Tuesday, January 30, 2007

Gerber Baby

Dad’s Second Three Months


In the last three months you have transformed from a screaming raisin into pink ball topped with a bobble head, pillow cheeks, and blue-blue eyes with lashes ending in innocence. You’ve graduated from infant to baby.

Luke, you are beautiful. Now mind you, the perception of a child’s beauty is skewed by the potent hormones of parenthood. Most babies are a Frankenstienian mash of their parents’ features. Moms and dads see beauty and we all reinforce that illusion with the perfunctory “how cute!” The parents believe it, deeply.


So if my judgment is impaired, how do I know you are beautiful? Independent third party verification, that’s how. Random strangers routinely urge us to put you in baby commercials. No kidding. “He should be in Gerber advertisements!” I’m already devising ways to embarrass you in high school; pulling out a Gerber jar with your image will do the trick!

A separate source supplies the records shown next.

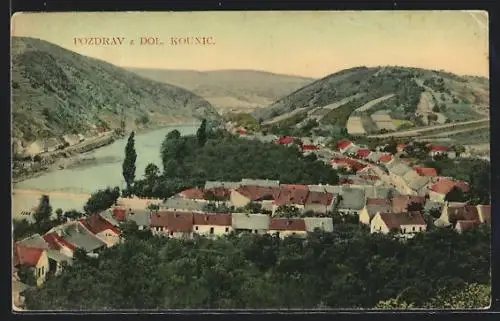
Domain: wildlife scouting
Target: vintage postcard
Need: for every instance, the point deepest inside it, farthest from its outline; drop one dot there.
(250, 160)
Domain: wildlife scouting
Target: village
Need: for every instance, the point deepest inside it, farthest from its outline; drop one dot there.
(377, 189)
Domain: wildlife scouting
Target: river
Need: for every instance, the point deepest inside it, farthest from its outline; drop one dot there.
(69, 188)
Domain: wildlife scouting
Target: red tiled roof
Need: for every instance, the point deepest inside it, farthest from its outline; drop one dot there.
(463, 213)
(466, 225)
(120, 214)
(395, 220)
(285, 140)
(363, 153)
(220, 193)
(486, 210)
(309, 147)
(27, 255)
(292, 194)
(343, 144)
(212, 219)
(96, 224)
(425, 171)
(385, 158)
(322, 198)
(258, 193)
(437, 148)
(378, 201)
(55, 241)
(444, 186)
(193, 193)
(173, 221)
(401, 202)
(285, 224)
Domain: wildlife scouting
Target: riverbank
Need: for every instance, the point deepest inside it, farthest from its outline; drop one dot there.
(78, 156)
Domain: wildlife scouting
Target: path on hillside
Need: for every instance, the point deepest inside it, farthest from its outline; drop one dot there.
(417, 132)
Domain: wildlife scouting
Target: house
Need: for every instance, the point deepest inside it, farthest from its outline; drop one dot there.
(33, 258)
(307, 149)
(289, 194)
(363, 153)
(343, 145)
(245, 194)
(77, 235)
(183, 205)
(58, 254)
(193, 193)
(463, 225)
(285, 140)
(319, 202)
(212, 224)
(101, 228)
(442, 187)
(484, 212)
(251, 223)
(372, 207)
(426, 171)
(400, 202)
(436, 150)
(405, 224)
(452, 213)
(324, 224)
(284, 227)
(214, 184)
(259, 182)
(172, 224)
(352, 201)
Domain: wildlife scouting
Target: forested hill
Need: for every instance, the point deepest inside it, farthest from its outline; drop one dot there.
(56, 91)
(405, 93)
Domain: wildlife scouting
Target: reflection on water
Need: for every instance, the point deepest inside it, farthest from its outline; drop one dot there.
(103, 169)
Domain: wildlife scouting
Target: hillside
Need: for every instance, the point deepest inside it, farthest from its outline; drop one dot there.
(57, 91)
(230, 90)
(380, 99)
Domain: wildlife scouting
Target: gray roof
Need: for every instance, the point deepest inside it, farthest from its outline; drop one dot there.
(260, 182)
(323, 223)
(183, 204)
(400, 169)
(214, 184)
(352, 199)
(250, 221)
(58, 256)
(35, 241)
(79, 236)
(140, 217)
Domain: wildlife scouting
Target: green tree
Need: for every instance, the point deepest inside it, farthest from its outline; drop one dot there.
(128, 167)
(201, 134)
(102, 200)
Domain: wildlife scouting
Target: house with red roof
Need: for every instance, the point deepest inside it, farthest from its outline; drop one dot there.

Your cotton candy looks, however, betray little of your personality. You are an intent spirit thrusting your fat little hands wherever the action is. Drinking from a water bottle in your presence has become a ritual of feints and parries avoiding the tangle of your hands. We both wind up far wetter than quenched. Your hand-eye coordination has developed since the last blog!

You’ve evolved in other ways too. You are now even longer (the top 90th percentile) and, despite your pudgy looks, you remain an average weight (50th percentile). Your height originates from Rachel’s side of the family; your grandpa Moore and his brothers are all very tall. (I’m not sure if I like the idea of you taller than me.) On the weight side, I find it hard to believe you are normal. You can sit up now and when you do your bulbous belly is a thing of wonder. No one can resist rubbing it! I often find myself massaging that belly chanting “Buddha” over and over.

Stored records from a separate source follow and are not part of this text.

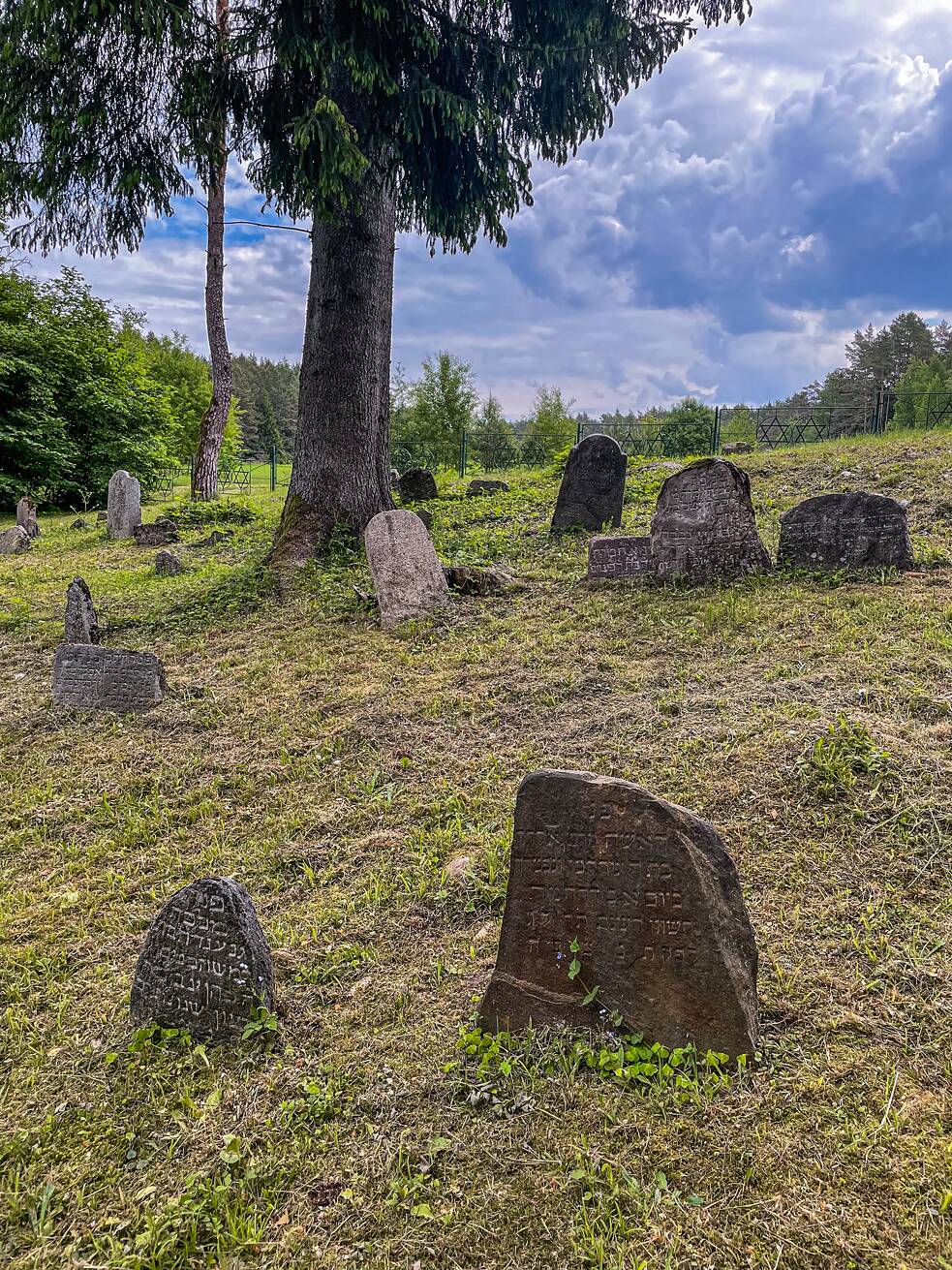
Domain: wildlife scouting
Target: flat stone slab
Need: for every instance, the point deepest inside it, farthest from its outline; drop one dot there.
(92, 677)
(408, 576)
(653, 899)
(205, 963)
(81, 625)
(620, 558)
(703, 527)
(593, 486)
(845, 531)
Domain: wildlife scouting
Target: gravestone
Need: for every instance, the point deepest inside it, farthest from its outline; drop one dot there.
(123, 506)
(158, 534)
(92, 677)
(416, 485)
(845, 531)
(653, 901)
(205, 963)
(81, 623)
(593, 486)
(15, 540)
(168, 564)
(705, 526)
(407, 574)
(620, 558)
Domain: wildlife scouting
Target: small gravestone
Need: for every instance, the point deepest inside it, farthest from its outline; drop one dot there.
(168, 564)
(205, 964)
(407, 574)
(620, 558)
(478, 486)
(845, 531)
(15, 540)
(650, 898)
(416, 485)
(593, 486)
(705, 526)
(158, 534)
(81, 623)
(125, 506)
(92, 677)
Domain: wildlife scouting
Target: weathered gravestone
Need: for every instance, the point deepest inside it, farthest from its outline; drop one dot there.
(620, 558)
(705, 526)
(407, 574)
(123, 506)
(81, 623)
(416, 485)
(92, 677)
(845, 531)
(593, 486)
(653, 902)
(156, 534)
(205, 963)
(15, 540)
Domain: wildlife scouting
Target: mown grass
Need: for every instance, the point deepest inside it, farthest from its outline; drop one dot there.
(336, 771)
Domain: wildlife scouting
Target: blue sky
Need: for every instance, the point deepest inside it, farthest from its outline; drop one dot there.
(779, 186)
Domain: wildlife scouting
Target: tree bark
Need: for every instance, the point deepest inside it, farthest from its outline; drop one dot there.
(342, 448)
(204, 470)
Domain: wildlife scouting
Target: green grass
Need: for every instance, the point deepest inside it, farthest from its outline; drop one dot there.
(336, 771)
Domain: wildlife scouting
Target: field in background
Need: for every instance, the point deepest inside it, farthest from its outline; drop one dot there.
(338, 771)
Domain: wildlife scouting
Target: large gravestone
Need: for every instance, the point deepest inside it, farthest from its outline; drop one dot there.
(408, 576)
(81, 623)
(205, 963)
(654, 903)
(705, 526)
(123, 506)
(92, 677)
(620, 558)
(845, 531)
(593, 486)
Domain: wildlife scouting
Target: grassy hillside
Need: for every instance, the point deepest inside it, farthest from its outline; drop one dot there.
(342, 774)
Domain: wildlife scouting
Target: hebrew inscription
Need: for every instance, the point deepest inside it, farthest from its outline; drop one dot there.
(205, 963)
(653, 899)
(92, 677)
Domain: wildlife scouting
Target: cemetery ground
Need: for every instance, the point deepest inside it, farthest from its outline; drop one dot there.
(360, 787)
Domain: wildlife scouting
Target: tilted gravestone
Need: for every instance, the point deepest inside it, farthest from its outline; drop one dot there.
(620, 558)
(650, 898)
(408, 576)
(416, 485)
(92, 677)
(593, 486)
(123, 506)
(845, 531)
(205, 963)
(705, 526)
(81, 623)
(15, 540)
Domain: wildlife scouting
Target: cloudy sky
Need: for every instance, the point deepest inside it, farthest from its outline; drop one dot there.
(779, 186)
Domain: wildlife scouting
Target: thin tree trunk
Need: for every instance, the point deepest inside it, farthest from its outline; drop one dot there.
(342, 448)
(204, 472)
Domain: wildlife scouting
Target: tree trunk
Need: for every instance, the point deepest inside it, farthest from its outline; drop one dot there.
(342, 448)
(204, 470)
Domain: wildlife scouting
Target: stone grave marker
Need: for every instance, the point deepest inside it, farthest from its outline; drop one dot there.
(705, 526)
(652, 899)
(205, 963)
(845, 531)
(620, 558)
(416, 485)
(408, 576)
(92, 677)
(123, 506)
(593, 486)
(81, 623)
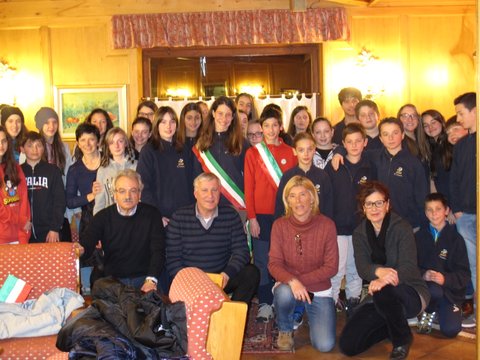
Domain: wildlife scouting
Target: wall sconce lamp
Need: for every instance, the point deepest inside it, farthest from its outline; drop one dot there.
(370, 77)
(7, 78)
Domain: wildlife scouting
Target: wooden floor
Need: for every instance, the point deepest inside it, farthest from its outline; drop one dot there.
(433, 346)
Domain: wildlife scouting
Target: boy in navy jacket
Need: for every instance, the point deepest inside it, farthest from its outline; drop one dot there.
(399, 170)
(45, 191)
(443, 262)
(463, 182)
(346, 181)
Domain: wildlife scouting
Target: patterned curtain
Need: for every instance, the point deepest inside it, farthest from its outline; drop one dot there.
(287, 104)
(229, 28)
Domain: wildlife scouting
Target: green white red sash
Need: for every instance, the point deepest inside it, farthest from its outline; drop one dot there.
(229, 189)
(269, 164)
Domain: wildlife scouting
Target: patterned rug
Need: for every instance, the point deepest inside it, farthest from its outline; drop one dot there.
(260, 338)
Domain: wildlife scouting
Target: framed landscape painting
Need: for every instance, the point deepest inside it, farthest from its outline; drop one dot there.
(74, 103)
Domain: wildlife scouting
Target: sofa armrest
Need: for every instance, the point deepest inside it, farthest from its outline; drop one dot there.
(44, 266)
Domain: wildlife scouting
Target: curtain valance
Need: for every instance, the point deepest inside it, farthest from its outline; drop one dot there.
(229, 28)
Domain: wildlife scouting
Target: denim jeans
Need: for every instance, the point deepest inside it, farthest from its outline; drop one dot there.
(321, 316)
(449, 314)
(346, 267)
(385, 317)
(136, 282)
(467, 227)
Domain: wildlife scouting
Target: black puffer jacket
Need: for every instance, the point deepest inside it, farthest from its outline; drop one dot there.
(123, 323)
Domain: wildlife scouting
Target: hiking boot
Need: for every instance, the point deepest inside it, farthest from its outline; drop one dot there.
(298, 317)
(265, 313)
(425, 324)
(350, 305)
(469, 322)
(285, 341)
(412, 321)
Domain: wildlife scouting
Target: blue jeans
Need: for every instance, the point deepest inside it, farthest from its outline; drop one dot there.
(136, 282)
(449, 314)
(467, 227)
(321, 316)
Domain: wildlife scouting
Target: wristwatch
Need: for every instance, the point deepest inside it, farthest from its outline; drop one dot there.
(152, 279)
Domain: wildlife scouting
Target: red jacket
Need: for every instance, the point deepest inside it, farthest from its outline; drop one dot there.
(14, 210)
(259, 191)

Your belly “anchor” prevents you from crawling but you are the world’s greatest hopper! Your godfather, Rick, bought you a seat that hangs from the ceiling leaving your legs dangling, feet just touching the floor. The contraption allows you to spring from the floor, and up and down and up and down you hop! When you do this, you wear a grin a mile wide, cheeks even wider. Watching you hop for the first time was an enchanting and bittersweet experience … it was the first time I glimpsed your coming independence.

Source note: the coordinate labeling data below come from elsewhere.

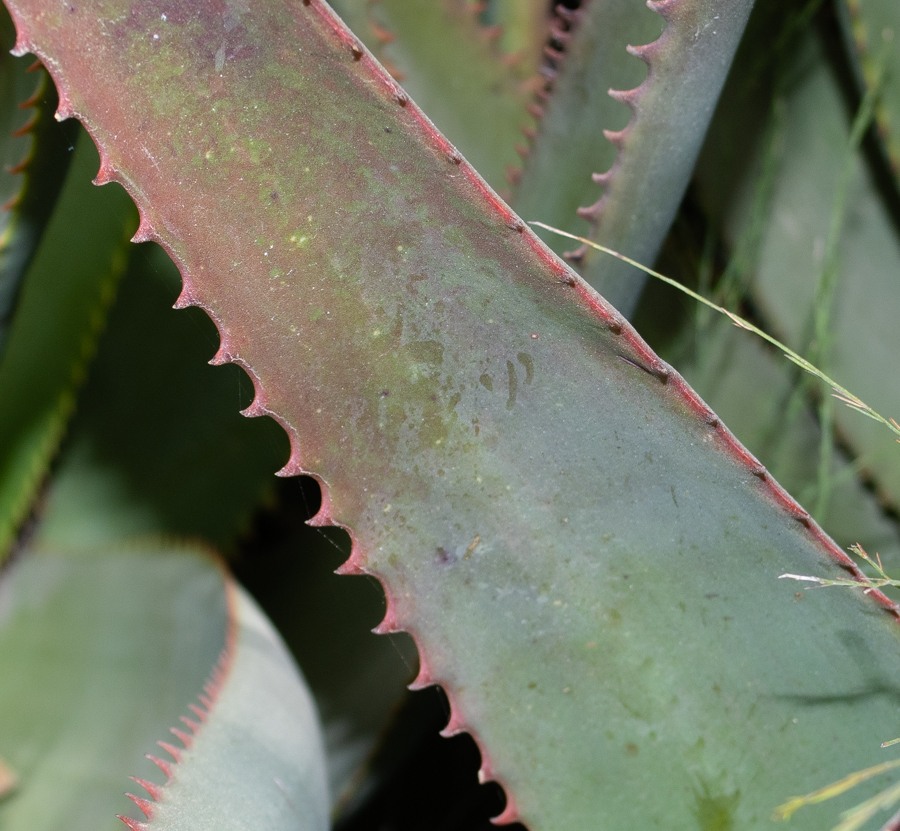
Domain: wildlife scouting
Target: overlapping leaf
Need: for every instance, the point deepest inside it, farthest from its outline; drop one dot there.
(586, 557)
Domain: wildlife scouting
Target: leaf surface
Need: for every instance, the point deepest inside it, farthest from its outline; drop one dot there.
(640, 168)
(792, 252)
(126, 639)
(36, 152)
(64, 301)
(449, 63)
(586, 557)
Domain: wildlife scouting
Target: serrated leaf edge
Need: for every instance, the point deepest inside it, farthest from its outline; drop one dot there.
(634, 350)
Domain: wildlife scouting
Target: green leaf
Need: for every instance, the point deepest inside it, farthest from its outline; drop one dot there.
(36, 152)
(100, 653)
(157, 445)
(812, 230)
(452, 66)
(64, 300)
(524, 32)
(872, 27)
(255, 758)
(587, 559)
(644, 166)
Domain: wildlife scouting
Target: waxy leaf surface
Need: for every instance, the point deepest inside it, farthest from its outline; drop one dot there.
(100, 653)
(586, 557)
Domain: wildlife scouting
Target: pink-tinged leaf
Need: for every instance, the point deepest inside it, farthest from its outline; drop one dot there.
(587, 558)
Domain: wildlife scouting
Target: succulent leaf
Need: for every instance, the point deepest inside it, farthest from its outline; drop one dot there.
(126, 638)
(643, 167)
(790, 254)
(586, 557)
(452, 66)
(872, 27)
(59, 318)
(524, 31)
(157, 446)
(251, 756)
(36, 156)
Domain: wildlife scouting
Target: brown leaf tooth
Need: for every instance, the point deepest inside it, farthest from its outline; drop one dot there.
(23, 45)
(145, 805)
(617, 137)
(133, 824)
(351, 566)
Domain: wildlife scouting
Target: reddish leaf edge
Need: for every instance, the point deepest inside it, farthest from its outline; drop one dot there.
(634, 350)
(648, 53)
(201, 710)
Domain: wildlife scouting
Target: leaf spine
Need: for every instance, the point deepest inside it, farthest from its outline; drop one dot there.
(145, 805)
(133, 824)
(155, 791)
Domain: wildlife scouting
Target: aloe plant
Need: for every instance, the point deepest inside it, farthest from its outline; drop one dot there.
(585, 556)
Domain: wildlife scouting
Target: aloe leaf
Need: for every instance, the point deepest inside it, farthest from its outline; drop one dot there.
(642, 167)
(586, 557)
(452, 66)
(524, 32)
(65, 297)
(126, 639)
(36, 152)
(157, 446)
(872, 26)
(751, 389)
(792, 253)
(253, 757)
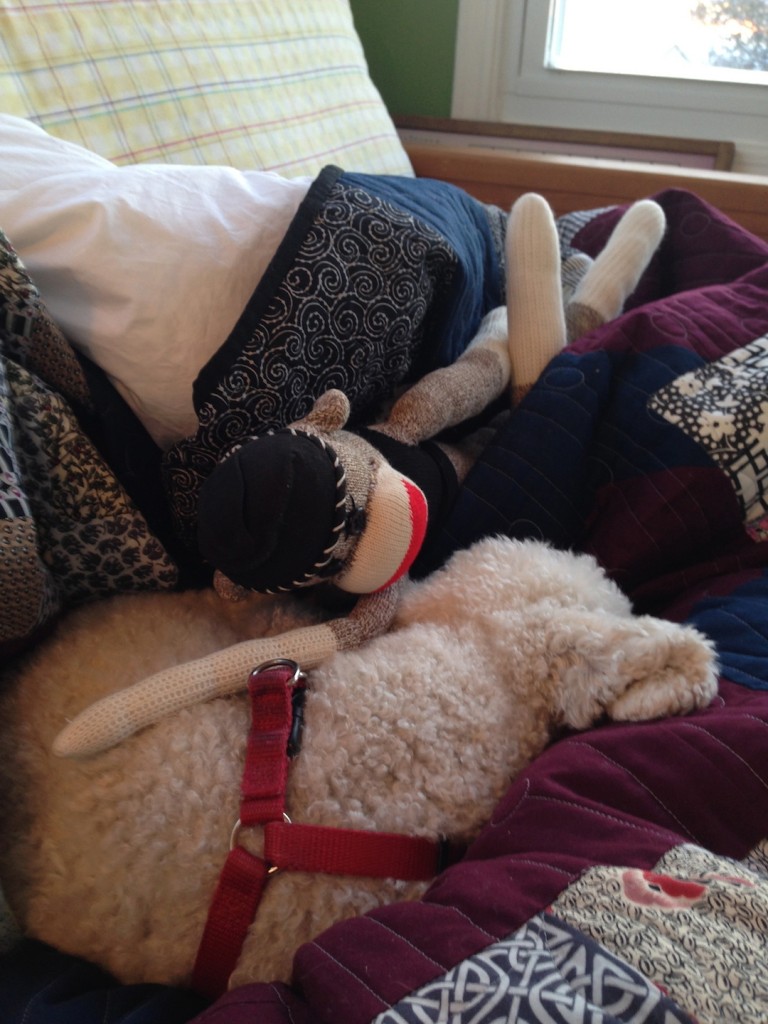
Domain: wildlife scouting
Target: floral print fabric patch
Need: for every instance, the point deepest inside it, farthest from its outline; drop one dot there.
(724, 408)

Not only do you grin, Luke, you’ve evolved from a crying machine into a steady chatter box. You experiment with wordish noises, contorting your mouth into new shapes. You started with blurts like “Bah Bah” and have moved on to “Dah Dah.” You are not referring to me but rather testing different twists of the tongue. You have also shown signs of mimicry. If I start saying, “bah bah” you sometimes copy me -- our very first conversations! They say when you are in your teens we will be talking with more sophistication but saying just as much!